A atividade integra o processo de ampliação das funcionalidades ar-solo do F-39 Gripen e faz parte da Operação Thor, conduzida no Rio Grande do Norte. Segundo o coordenador geral da operação, Coronel Aviador Alisson Henrique Vieira, a separação do armamento ocorre no momento em que o piloto aciona o botão de liberação, considerado um ponto sensível da missão. “Por vezes, podem ocorrer fenômenos aerodinâmicos que interferem neste processo e geram situações de insegurança ou até mesmo danos à aeronave. Por isso, tudo é minuciosamente analisado para a validação, permitindo prosseguir com segurança até a liberação para uso operacional”, explica.
Os ensaios foram realizados com a aeronave de matrícula 4100, vinculada ao Gripen Flight Test Center, localizado em Gavião Peixoto, em São Paulo. Parte dos voos foi conduzida pelo Major Aviador Thiago Camargo, do Instituto de Pesquisas e Ensaios em Voo (IPEV), que se tornou o primeiro piloto brasileiro a lançar bombas com o F-39 Gripen.

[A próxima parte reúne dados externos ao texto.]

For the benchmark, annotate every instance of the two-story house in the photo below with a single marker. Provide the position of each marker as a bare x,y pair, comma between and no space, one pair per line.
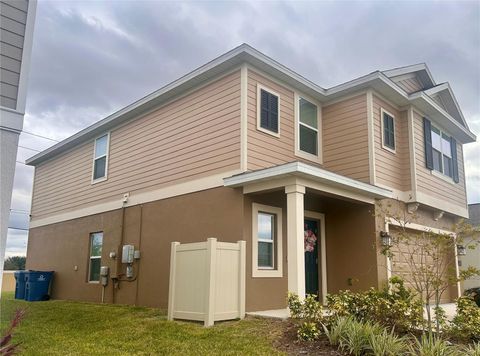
244,148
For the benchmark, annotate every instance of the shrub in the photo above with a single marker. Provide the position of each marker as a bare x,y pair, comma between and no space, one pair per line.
336,329
307,313
308,331
466,323
429,345
355,338
396,308
386,343
472,350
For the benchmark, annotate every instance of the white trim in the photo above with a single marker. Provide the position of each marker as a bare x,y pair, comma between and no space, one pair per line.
323,250
169,191
11,120
243,118
382,134
371,138
90,257
276,271
298,152
26,55
442,204
412,153
311,172
107,158
344,98
261,87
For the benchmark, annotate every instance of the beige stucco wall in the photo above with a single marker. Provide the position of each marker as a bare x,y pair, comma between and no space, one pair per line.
195,136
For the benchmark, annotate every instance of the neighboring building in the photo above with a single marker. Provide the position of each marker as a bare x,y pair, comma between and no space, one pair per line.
244,148
17,19
472,257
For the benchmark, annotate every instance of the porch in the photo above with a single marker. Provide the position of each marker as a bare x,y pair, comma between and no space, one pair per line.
302,203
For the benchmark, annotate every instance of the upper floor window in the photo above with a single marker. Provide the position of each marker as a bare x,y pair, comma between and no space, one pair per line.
95,256
308,131
388,128
100,158
440,151
266,241
268,111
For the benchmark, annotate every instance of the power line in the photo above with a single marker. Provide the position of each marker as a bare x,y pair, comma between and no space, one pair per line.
34,134
28,148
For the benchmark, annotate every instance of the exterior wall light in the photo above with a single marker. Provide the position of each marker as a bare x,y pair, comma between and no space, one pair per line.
461,250
386,239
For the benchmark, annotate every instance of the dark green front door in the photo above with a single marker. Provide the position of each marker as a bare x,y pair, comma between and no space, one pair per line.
311,256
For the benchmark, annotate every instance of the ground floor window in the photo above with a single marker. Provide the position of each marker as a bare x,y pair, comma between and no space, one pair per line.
266,241
96,242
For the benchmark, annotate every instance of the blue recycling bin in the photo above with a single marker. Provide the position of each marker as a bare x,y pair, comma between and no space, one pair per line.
37,285
20,284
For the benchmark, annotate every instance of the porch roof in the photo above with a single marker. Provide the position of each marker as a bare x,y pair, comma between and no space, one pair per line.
309,176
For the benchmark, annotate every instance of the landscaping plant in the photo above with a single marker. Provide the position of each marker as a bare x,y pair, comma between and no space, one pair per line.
465,324
429,257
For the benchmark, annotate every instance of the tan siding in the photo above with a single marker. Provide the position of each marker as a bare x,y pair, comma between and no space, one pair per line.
410,85
430,184
345,138
265,150
392,169
195,136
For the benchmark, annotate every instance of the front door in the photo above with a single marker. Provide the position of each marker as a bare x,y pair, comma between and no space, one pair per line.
312,240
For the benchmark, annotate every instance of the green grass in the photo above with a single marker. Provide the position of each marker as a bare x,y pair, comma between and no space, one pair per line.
75,328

Ainda de acordo com o Coronel Aviador Alisson, antes do início das decolagens há uma preparação técnica detalhada das atividades. “O voo aqui é curto, porém, envolve uma interação grande do piloto com a máquina no sentido de ajustes e configurações não tão usuais na rotina. Por isso, recebemos uma carga de treinamento específico”, esclarece.
Cada lançamento foi acompanhado em tempo real, com verificação da separação das bombas e da estabilidade da aeronave em diferentes condições. No estande de tiro de Maxaranguape, ao norte de Natal, uma equipe atuou na preparação dos alvos, na coordenação com a aeronave e no registro de imagens para análise e levantamento das coordenadas do ponto de impacto.
A Operação Thor foi finalizada nesta sexta-feira (06/02). Para o chefe de Ensaios em Voos da Saab, Mikael Olsson, os resultados da campanha confirmam o avanço do projeto e o papel do Brasil no processo. “Os dados obtidos reforçam como a aeronave amplia de forma significativa a capacidade da Força Aérea Brasileira”, afirma.
O F-39 Gripen deverá, em breve, cumprir missões de defesa aérea, ataque ao solo e reconhecimento, reunindo sistemas, sensores e armamentos voltados para diferentes cenários operacionais.